Ancestry inference v4.0

Ancestry inference looks like a one-step problem from the outside ("what is my mix?") and is in fact a pipeline of four stages, each addressing a specific failure mode of the naive approach. This article walks through every stage, with the failure mode it fixes alongside the chosen solution.

Stage 1: spatial thinning of the AIM panel

The reference panel begins with a large set of ancestry-informative markers drawn from public reference datasets, covering over 60 subpopulations across all major continental ancestries. Many of those markers sit physically close together on the same chromosome and inherit together as linkage blocks, so they carry overlapping rather than additive information. Treating linked markers as independent inflates statistical confidence and biases the inferred ancestry vector. We thin the panel with a spatial window, retaining the marker with the highest cross-population variance in each window, and the independent set is the input to the EM solver.

Stage 2: MLE-EM mixture inference

With a properly thinned panel, the inference itself is a maximum-likelihood expectation-maximisation problem. Each iteration alternates between estimating the expected ancestry assignments per locus and updating the population proportion vector to maximise the joint likelihood. We initialise from multiple random starts to escape local maxima, retaining the run with the highest converged log-likelihood.

Stage 3: bootstrap Wald test for signal versus noise

A maximum-likelihood solver almost always returns a small non-zero contribution for every reference population, even when the true contribution is zero. To distinguish signal from noise, the pipeline runs a bootstrap resample (warm-started from the base solution) and computes the empirical standard error per population. A component is considered real only when its proportion is statistically distinguishable from zero at the standard Wald threshold. Components that fail the test are merged into an "Unassigned" bucket on the display vector.

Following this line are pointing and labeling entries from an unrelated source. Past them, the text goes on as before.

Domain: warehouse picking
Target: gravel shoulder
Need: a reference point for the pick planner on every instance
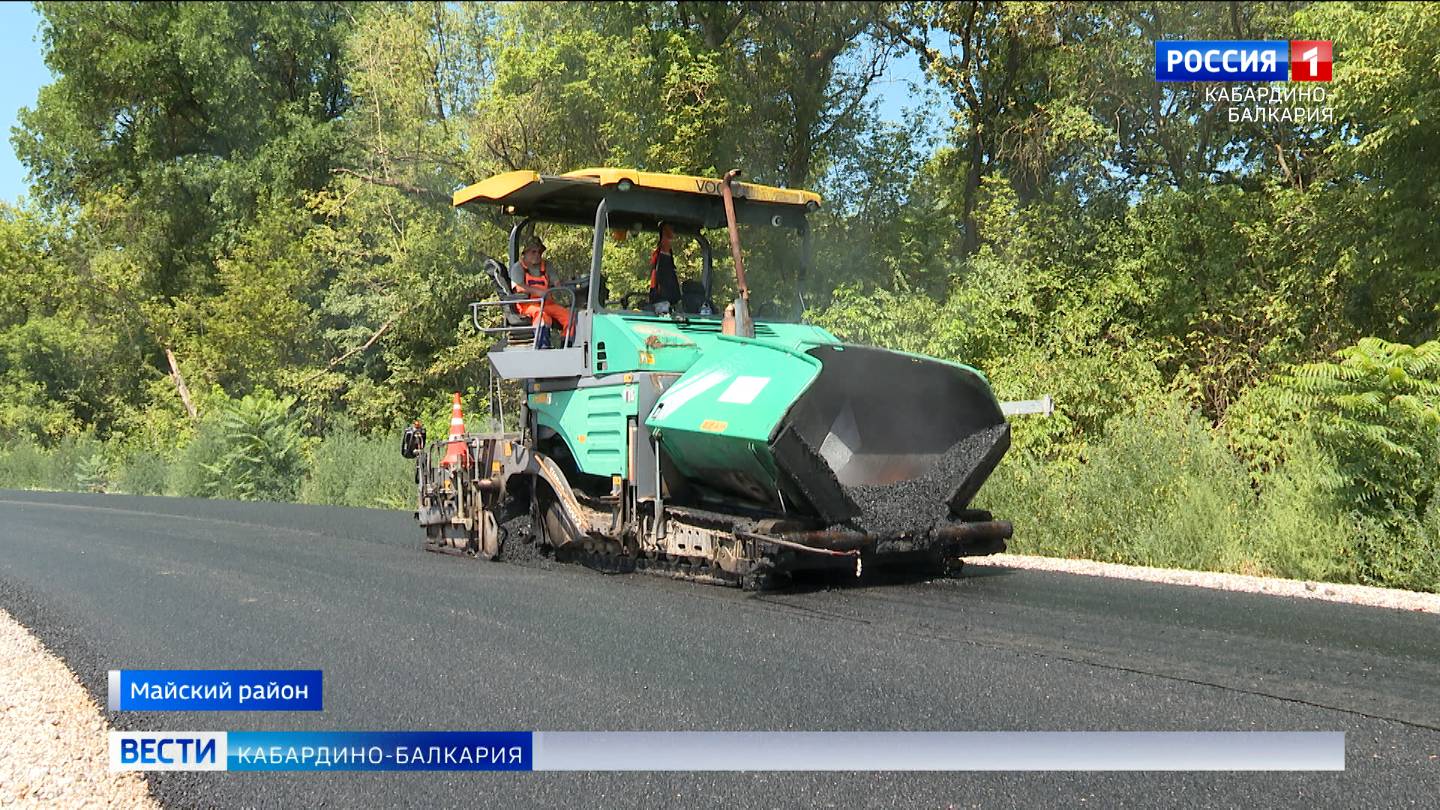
(1326, 591)
(52, 735)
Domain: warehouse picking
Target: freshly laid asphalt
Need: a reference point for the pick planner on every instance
(412, 640)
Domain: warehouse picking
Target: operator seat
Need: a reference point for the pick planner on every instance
(501, 278)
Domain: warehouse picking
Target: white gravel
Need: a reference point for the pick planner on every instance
(54, 742)
(1326, 591)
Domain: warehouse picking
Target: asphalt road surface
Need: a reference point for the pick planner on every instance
(412, 640)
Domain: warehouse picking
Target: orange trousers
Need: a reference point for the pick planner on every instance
(552, 314)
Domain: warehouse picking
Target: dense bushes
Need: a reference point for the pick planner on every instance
(249, 448)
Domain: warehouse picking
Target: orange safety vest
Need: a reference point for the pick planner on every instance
(542, 281)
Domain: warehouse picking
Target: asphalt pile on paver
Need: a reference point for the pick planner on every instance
(520, 544)
(918, 506)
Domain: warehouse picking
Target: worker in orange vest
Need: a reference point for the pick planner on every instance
(532, 277)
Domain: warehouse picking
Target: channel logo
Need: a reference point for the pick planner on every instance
(1243, 61)
(167, 751)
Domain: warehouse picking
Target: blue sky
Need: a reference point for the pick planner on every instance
(23, 74)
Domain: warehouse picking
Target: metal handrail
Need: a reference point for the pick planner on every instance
(509, 330)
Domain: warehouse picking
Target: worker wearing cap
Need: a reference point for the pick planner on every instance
(532, 277)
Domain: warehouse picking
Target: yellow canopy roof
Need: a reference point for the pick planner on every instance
(573, 196)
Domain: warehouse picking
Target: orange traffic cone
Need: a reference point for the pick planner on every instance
(457, 451)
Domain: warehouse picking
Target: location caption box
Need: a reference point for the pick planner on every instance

Stage 4: in-silico AMR deconvolution

The 1000 Genomes AMR (Native American admixed) panel is itself ancestrally heterogeneous, carrying a substantial European and African fraction in addition to its Native American signal. Without correction, every user with a small Native American component shows correlated ghost contributions from EUR and AFR that come entirely from the reference panel composition rather than from the user. The pipeline orthogonalises the AMR centroid against the EUR and AFR centroids and re-inverts to express the user's mixture in the corrected coordinate system. This eliminates the structural correlation ghost that earlier versions of the analyser produced.

Two outputs

Each report carries two ancestry vectors. The display vector is honest: it contains percentages above the Wald threshold plus an Unassigned slice for components that failed the test. The PRS vector applies a hard 2% cutoff and re-projects back to the 1000 Genomes AMR space, because the PRS LD reference panels expect that coordinate system. Use the display vector to read your ancestry, and let the PRS vector flow into downstream calibration without further thought.

Validation

On the 1000 Genomes validation samples that were held out from reference construction, v4.0 returns the expected primary ancestry at 96 to 100% for unadmixed individuals (YRI returns AFR 100%, CHB returns EAS 100%, BEB returns SAS 88%) and produces stable admixed profiles for known admixed samples (PUR returns EUR 53%, AFR 24%, NAT 23%; ASW returns AFR 64%, EUR 28%, NAT 8%). The previous version, v3.1, produced spurious 3 to 7% ghost contributions in unadmixed European samples that the v4.0 pipeline now eliminates.